For i = 1 To Len(strAddress)
  If IsNumeric(Mid(strAddress, i, 1)) Then
    strNumber = strNumber + Mid(strAddress, i, 1)
  End If
Next i

MsgBox strNumber

NB This does not look for consecutive numbers, so...

"1 and 2 and 5 and 9" would return 1259

But should help as a starting point.



There are two ways to write error-free programs; only the third one works.
 
Hi, try...
Code:
Function TestGetNumbers()
    Debug.Print GetNumbers("16 myStreet, whereEver")
    Debug.Print GetNumbers("16 myStreet, whereEver")
    Debug.Print GetNumbers("myStreet 16/7, someWhere")
    Debug.Print GetNumbers("myStreet, elseWhere ")
End Function

Function GetNumbers(ByVal strAddressLine As String) As String
    Dim nLastPos As Long: nLastPos = 1
    Dim nPos As Long: nPos = 1
    Dim strRetVal As String
    
    While nPos > 0
        nPos = InStr(nLastPos, strAddressLine, " ")
        nLen = nPos - nLastPos
        strRetVal = Mid(strAddressLine, nLastPos, 1)
        If IsNumeric(strRetVal) Then
            strRetVal = Mid(strAddressLine, nLastPos, nLen)
            GetNumbers = strRetVal
        End If
        nLastPos = nPos + 1
    Wend
    
    If Len(GetNumbers) = 0 Then
        GetNumbers = "N/A"
    ElseIf Right(GetNumbers, 1) = "," Then
        GetNumbers = Left(GetNumbers, Len(GetNumbers) - 1)
    End If
        
End Function
is this the type of thing your looking for?

HTH, Jamie
FAQ219-2884
[deejay]
 
You guys are both incredible. Thanks a ton.
 
hmmmmmmmmmmmmmmm ... been there (parsing names and addresses) ... done that ... never completly satiafactory as the variation in data entry is (or at least was) more than any fixed logic could handle. Of coourse, the wider the scope of the data, the more variations in entries there will be, so if the db is either restricted or segmented into smaller subsets the chances of being able to use pattern matching are somewhat enhanced. Some areas (Cities, towns, counties, small countries) have specific formats for the addresses, so these make a good starting point for the segmentation.





MichaelRed
mlred@verizon.net

 
I'm with MichaelRed on this one.

Data cleaning on a one off basis can often be better achieved though a part manual process.
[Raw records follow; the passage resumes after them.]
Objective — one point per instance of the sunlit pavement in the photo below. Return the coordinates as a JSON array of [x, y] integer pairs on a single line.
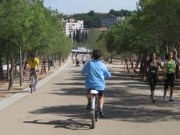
[[58, 108]]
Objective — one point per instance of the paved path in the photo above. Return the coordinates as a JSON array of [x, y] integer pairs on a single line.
[[58, 108]]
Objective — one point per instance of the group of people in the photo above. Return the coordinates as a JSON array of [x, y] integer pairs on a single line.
[[32, 63], [96, 72], [76, 58], [168, 70]]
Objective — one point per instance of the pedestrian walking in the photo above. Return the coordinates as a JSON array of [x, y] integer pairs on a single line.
[[152, 73], [169, 69]]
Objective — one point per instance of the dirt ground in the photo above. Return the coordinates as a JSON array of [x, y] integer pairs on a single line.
[[4, 92]]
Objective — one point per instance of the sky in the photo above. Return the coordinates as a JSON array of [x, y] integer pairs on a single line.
[[84, 6]]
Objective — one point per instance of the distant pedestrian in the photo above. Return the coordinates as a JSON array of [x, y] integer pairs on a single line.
[[84, 59], [152, 73], [169, 68]]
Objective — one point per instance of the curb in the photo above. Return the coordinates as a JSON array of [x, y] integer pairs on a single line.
[[12, 99]]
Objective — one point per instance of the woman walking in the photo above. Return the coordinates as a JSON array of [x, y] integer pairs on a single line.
[[152, 73], [169, 68]]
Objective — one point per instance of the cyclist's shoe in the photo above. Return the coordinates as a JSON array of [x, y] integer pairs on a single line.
[[88, 107], [101, 113], [171, 100], [164, 97], [36, 81], [152, 98]]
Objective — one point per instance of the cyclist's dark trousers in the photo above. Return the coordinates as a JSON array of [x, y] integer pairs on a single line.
[[152, 78], [169, 81]]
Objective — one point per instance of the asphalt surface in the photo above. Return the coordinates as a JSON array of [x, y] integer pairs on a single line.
[[58, 108]]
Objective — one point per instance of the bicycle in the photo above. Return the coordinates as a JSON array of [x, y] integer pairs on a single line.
[[32, 80], [94, 107]]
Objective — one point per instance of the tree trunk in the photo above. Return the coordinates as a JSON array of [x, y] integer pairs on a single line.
[[11, 71], [59, 60], [1, 68]]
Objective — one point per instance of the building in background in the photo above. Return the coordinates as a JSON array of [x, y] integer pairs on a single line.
[[110, 21], [71, 25]]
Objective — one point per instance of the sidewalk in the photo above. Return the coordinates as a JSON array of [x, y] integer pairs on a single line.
[[4, 93], [58, 108]]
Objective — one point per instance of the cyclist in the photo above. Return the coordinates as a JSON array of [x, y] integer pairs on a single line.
[[152, 73], [33, 63], [96, 72], [170, 67]]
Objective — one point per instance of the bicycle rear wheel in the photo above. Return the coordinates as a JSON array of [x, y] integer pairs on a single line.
[[32, 84], [93, 119]]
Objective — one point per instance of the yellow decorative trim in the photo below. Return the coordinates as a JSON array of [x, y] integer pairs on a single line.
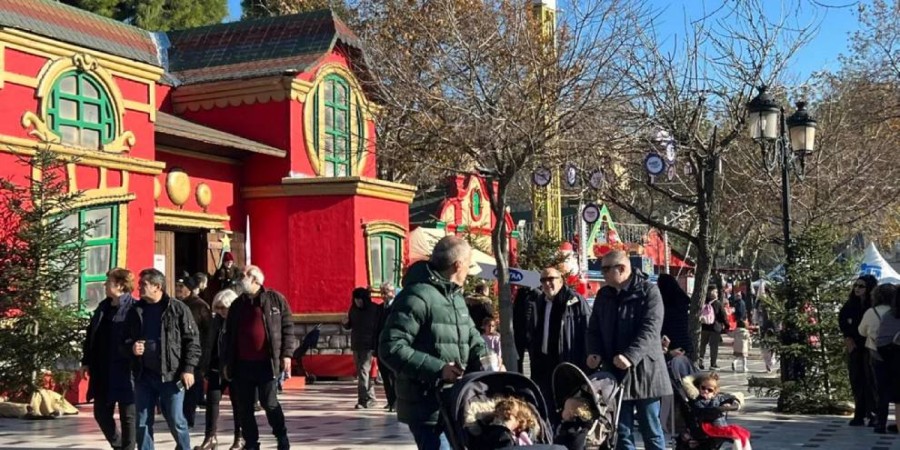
[[344, 186], [84, 62], [190, 219], [318, 317], [357, 100], [384, 226], [51, 48], [196, 155], [92, 158]]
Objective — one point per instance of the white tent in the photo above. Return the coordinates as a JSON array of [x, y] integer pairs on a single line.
[[875, 264], [422, 241]]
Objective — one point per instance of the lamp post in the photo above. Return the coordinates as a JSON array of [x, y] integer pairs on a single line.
[[785, 142]]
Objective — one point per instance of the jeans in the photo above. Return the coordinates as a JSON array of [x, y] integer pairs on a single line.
[[104, 409], [648, 423], [252, 378], [365, 385], [429, 437], [150, 390]]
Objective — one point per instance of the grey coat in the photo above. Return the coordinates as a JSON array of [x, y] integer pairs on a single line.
[[629, 323]]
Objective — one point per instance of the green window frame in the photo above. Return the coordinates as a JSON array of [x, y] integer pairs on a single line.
[[385, 258], [80, 111], [100, 254], [342, 119]]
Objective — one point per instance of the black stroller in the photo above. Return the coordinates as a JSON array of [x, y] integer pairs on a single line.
[[310, 341], [690, 436], [603, 394], [467, 406]]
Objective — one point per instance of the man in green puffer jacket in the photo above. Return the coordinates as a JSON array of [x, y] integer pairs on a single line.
[[429, 338]]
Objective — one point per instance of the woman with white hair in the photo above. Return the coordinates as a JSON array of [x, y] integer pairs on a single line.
[[215, 381]]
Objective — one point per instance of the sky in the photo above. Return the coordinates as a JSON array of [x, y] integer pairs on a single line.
[[837, 19]]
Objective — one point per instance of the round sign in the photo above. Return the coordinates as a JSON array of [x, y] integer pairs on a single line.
[[541, 176], [591, 213], [571, 175], [596, 179], [654, 164]]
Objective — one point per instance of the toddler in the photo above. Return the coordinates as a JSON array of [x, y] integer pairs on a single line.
[[710, 398]]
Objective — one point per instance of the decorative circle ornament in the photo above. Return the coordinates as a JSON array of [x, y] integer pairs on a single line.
[[591, 213], [654, 164], [542, 176], [178, 186], [203, 194]]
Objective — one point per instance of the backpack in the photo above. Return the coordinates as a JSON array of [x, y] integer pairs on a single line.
[[708, 313]]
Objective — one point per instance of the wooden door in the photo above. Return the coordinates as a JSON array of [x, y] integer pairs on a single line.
[[165, 249]]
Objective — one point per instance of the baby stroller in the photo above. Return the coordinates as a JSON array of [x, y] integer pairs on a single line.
[[603, 394], [691, 436], [310, 341], [467, 406]]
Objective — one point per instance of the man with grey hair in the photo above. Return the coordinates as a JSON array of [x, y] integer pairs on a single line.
[[259, 343], [161, 335], [624, 335], [429, 339]]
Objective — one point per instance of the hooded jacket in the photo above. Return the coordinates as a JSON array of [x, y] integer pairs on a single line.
[[428, 327], [363, 324]]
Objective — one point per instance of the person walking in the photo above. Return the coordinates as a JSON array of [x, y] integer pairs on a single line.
[[108, 369], [186, 291], [430, 339], [390, 393], [869, 327], [362, 320], [259, 343], [165, 345], [713, 321], [624, 336], [215, 382], [849, 318], [562, 322]]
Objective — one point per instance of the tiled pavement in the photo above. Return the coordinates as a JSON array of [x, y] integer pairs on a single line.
[[322, 417]]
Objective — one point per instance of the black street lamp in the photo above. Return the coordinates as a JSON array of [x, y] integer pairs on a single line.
[[791, 139]]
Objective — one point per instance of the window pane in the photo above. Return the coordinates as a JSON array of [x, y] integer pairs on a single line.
[[94, 294], [67, 85], [68, 296], [340, 120], [375, 259], [91, 113], [391, 252], [97, 260], [68, 109], [88, 90], [100, 219], [69, 134]]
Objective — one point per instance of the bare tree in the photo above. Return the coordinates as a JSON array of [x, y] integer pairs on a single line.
[[485, 86]]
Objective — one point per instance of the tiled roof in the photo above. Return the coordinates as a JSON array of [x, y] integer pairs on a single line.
[[189, 133], [79, 27], [255, 48]]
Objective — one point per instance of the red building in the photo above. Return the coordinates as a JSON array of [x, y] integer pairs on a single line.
[[184, 138]]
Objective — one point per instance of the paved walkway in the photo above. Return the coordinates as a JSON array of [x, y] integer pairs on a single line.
[[322, 417]]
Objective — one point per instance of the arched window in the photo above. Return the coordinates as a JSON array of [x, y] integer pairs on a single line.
[[80, 111]]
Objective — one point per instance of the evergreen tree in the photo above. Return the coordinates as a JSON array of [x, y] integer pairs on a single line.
[[158, 15], [41, 255]]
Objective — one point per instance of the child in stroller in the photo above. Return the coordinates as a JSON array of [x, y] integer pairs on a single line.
[[589, 408]]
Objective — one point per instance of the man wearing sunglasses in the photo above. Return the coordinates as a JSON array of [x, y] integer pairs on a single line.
[[562, 316], [624, 336]]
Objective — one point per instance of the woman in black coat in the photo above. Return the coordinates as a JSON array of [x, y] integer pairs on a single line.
[[676, 324]]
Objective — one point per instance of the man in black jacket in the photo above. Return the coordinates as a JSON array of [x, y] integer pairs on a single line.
[[259, 338], [165, 345], [562, 318], [363, 320]]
How about splitting the address string using spaces. Then looking at the first and last columns - the first columns will be numbers when the first letter is not in (A,B,C etc). The last field should contain quite a few counts of Road, Street, Avenue etc

Hopefully it is not a process that needs automation so why not work through the data logically - tidying chunks at a time. Look for groups of data that are the same and work on the chunks individually instead of trying to do the whole lot in one go.

Dirty data is a nightmare to clean.

If at first you don't succeed, try for the answer.